Sato et al followed up by studying how a loss of these molecules' function
might affect the neural crest in otherwise normal embryos by injecting
morpholino (MO) antisense oligonucleotides (a method of inhibiting the
function of specific genes by interfering with the translation of the
proteins they encode). The injection of either Pax3 or Zic1
MOs was sufficient to suppress the expression of the marker Foxd3,
while the loss of function of either of the two factors had no discernible
effects on the expression of the other, suggesting that both must be active
to achieve normal determination of the neural crest.
Animal
cap assays, which provide an in vitro model of many aspects of early Xenopus
development, helped to clarify the details of the molecular interactions
at work. Finding that Pax3 alone failed to induce Foxd3,
as it had in vivo, they began to search for the missing signals needed
to achieve that effect. When they co-injected Wnt3a (a known
factor in neural crest differentiation), they found not only that Pax3
now strongly induced Foxd3, but also that Zic1 began
to be expressed. Injection of Zic1 alone into untreated animal
caps was able to induce Foxd3, but only weakly, an effect that
was strongly complemented by co-injection with Wnt3a. Interestingly,
the inductive action of these factors acting alone could be blocked by
increasing the activity of the neural inhibitor, BMP4, but the combination
of Pax3, Zic1 and Wnt3a proved able to induce
Foxd3 robustly even in the face of an antagonistic BMP signal.

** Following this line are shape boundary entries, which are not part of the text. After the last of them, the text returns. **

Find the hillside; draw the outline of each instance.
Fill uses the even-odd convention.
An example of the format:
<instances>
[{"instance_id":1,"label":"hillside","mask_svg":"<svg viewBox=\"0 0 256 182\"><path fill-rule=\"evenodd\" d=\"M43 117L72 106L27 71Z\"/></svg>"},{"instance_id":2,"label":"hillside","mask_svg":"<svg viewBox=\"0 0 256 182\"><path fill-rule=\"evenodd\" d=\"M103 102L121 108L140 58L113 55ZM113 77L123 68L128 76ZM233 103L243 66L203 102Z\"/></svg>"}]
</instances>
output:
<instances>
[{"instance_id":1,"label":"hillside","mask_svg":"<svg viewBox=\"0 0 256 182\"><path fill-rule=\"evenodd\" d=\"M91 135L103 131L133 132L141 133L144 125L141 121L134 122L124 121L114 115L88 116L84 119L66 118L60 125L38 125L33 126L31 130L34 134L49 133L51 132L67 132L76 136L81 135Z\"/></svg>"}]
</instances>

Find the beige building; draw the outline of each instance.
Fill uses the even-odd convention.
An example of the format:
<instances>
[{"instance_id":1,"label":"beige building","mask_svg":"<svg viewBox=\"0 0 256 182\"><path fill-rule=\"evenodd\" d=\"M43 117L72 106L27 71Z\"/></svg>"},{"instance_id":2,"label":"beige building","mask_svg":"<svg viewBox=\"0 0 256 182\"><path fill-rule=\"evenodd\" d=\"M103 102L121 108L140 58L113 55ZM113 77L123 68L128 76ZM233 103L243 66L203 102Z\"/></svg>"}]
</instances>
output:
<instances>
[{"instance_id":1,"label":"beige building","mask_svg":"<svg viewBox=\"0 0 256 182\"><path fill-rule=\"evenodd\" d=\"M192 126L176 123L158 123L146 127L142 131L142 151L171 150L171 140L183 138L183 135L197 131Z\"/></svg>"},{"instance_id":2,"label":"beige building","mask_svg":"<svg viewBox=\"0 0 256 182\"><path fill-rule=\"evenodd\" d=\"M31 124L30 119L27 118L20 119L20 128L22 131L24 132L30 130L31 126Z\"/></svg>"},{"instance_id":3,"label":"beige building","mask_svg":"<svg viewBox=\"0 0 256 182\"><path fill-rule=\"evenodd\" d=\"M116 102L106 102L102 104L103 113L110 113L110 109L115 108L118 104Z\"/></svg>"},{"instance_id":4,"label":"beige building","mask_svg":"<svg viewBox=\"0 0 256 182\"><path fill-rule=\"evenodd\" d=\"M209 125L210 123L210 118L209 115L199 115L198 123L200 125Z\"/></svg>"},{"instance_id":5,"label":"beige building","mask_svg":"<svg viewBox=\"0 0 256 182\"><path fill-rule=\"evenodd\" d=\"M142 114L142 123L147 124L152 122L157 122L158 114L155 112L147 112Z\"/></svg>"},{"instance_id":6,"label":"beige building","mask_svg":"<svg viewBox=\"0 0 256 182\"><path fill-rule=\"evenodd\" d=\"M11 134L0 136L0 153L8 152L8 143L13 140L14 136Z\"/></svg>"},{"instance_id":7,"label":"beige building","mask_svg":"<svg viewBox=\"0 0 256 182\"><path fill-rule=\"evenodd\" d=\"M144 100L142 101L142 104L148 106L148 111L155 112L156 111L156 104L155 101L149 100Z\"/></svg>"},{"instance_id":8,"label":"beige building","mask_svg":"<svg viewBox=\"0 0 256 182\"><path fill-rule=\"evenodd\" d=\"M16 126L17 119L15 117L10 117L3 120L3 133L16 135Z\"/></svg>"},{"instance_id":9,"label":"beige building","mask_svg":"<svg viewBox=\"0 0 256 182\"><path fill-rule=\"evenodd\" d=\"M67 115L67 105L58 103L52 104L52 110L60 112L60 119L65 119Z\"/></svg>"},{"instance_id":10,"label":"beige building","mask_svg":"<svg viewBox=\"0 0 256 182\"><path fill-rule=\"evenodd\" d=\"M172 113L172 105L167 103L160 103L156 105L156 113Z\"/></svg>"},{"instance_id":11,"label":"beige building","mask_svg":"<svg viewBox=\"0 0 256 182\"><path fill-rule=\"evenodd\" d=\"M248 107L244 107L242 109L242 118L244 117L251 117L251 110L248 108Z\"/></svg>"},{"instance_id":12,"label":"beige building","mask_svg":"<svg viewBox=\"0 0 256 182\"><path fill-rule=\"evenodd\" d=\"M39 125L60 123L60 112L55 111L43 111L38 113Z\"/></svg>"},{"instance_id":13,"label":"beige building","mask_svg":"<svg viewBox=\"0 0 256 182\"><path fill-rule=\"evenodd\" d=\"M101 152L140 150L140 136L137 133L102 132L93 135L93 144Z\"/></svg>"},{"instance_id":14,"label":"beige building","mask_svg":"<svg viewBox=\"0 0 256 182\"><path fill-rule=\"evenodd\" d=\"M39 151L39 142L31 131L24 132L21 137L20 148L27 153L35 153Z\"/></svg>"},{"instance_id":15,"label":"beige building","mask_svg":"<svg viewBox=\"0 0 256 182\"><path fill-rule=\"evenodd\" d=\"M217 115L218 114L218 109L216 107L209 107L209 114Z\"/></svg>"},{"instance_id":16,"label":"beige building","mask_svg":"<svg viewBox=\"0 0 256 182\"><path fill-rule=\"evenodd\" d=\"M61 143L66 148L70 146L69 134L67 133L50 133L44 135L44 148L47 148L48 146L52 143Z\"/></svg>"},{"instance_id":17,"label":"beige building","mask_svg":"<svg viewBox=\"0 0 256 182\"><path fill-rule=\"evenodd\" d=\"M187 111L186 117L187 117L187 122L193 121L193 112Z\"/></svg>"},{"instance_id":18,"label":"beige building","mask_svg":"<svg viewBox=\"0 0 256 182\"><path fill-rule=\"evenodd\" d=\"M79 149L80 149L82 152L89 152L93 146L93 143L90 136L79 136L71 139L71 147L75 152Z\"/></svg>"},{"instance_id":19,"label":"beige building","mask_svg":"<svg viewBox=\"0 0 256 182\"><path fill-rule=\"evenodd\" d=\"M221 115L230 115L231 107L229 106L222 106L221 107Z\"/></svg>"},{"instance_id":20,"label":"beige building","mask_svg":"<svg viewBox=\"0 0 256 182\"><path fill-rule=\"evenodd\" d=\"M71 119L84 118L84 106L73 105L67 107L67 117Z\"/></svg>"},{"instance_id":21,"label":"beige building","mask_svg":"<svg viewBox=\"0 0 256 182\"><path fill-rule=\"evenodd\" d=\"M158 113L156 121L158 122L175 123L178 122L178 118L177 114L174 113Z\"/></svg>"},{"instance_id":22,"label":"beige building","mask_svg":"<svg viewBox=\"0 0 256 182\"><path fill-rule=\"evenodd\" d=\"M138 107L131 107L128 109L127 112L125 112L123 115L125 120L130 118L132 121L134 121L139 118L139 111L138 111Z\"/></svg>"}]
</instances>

By interfering with gene function in dissociated cells, the group tested
whether this co-activity between Pax3 and Zic1 in Wnt
treated cells relied on external signals. Morpholino blockade of Zic1
in Pax3-injected and Wnt-treated single cells resulted in the
loss of Foxd3 induction, while cells exposed to all three signals
continued to express Foxd3, indicating that the Pax3, Zic1,
and Wnt3a effect is cell-autonomous. The critical role of the
endogenous Wnt cascade was shown by the loss of Foxd3 induction
when Wnt signaling was disrupted by morpholino knockdown of β-catenin,
a Wnt downstream factor.
This comprehensive and compelling set of evidence points strongly to
a modus of neural crest differentiation involving the close cooperation
of Pax3 and Zic1 in the presence of Wnt signaling in
the pre-neural embryo. That this trio of signals operates even in the
presence of inhibitory BMP signal suggests that the combination is a powerful
determinant of the prospective neural crest, and the question of exactly
how the Pax3-Zic1 partnership overrides BMP on the molecular level represents
an intriguing subject for further study.